Il recente e seguitissimo Festival del cinema di Venezia  ha avuto quest’anno un ospite graditissimo ed altrettanto  apprezzato: il vino rosato italiano, pugliese e salentino in particolare.

«I riflettori si sono accessi su una peculiarità produttiva che appartiene alla storia della nostra Italia intera, ma che è tratto identitario della Puglia enologica, delle sue comunità, dei suoi borghi, una tipicità enoica che custodisce sapienza produttiva, e tradizioni antiche. E che rappresenta un pezzo importante di quel percorso verso il futuro che vogliamo o continuare a costruire con i nostri produttori», ha commentato l’assessore regionale alle Risorse agricole Dario Stefàno.

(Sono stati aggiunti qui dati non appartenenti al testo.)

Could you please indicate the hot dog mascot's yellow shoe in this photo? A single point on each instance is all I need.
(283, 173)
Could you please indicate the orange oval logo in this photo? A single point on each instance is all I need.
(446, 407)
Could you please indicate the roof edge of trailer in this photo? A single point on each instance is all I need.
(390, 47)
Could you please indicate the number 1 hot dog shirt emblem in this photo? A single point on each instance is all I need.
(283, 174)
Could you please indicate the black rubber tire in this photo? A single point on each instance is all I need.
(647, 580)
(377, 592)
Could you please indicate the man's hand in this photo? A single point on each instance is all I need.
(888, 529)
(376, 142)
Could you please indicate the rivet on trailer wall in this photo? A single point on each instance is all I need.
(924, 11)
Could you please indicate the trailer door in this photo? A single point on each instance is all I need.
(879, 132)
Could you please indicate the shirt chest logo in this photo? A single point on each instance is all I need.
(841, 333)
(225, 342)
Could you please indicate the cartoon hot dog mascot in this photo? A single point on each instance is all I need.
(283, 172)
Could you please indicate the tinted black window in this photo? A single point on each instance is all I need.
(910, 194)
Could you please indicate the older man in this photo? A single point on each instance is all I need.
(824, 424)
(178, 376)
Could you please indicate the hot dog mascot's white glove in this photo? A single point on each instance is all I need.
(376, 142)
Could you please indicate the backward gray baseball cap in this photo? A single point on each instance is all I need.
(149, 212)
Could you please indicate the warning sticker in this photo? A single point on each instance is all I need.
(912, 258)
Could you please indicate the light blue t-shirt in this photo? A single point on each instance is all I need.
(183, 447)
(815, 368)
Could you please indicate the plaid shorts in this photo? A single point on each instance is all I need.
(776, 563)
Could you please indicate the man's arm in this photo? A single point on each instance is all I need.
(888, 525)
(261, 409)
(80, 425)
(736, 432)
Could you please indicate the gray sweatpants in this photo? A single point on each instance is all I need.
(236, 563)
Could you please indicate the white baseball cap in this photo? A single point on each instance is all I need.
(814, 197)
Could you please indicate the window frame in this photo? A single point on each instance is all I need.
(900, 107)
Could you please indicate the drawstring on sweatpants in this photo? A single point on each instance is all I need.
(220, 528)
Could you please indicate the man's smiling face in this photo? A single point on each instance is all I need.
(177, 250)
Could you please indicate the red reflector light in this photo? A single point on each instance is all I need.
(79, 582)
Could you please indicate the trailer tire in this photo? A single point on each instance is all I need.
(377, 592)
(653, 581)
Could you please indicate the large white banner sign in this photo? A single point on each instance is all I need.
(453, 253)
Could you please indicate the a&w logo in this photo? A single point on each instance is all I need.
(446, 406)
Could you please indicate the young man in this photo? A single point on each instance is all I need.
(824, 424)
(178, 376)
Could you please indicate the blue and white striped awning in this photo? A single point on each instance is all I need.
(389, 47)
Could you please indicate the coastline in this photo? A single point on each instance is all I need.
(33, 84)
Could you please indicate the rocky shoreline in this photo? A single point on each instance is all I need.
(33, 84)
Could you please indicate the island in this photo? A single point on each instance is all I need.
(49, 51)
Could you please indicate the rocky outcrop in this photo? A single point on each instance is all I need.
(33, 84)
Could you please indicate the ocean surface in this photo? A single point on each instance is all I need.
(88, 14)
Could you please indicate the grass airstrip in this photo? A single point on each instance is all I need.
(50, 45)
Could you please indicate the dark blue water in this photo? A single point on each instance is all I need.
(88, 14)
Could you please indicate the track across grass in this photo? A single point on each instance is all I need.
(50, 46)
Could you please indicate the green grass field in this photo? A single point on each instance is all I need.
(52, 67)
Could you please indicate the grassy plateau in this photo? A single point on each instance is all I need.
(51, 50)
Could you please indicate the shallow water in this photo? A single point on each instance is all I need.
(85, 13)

Non solo i film da tutto il mondo, quindi, ma anche i rosati hanno avuto i riflettori puntati al Festival di Venezia con  “Bianco Rosso e Rosé”, la manifestazione di Enoteca Italiana. Sabato 1 settembre, in occasione della presentazione  Bif&Fest, Bari International Film Festival 16-23 marzo 2013), attori e registi hanno brindato con ben 200 etichette in rosa. Protagonista la Puglia, che ha fatto da contorno ai suoi vini caratteristici con i suoi prodotti tipici. Presenti il regista Ettore Scola, l’attrice Simona Marchini, le gemelle giornaliste Rai Laura e Silvia Squizzato, il direttore di “Ciack” Piera Detassis ed altre personalità del mondo della cultura e del cinema.

Tra le 50 aziende vitivinicole pugliese, anche il “Rosa del Golfo” di Damiano Calò di Alezio; rappresentanze molto meno minori (sotto la decina di aziende) da Emilia, Marche, Toscana, Veneto, Sicilia, Basilicata, Alto Adige, Piemonte, Lombardia, Abruzzo, Calabria e Campania, in tutto circa duecento etichette di rosati italiani.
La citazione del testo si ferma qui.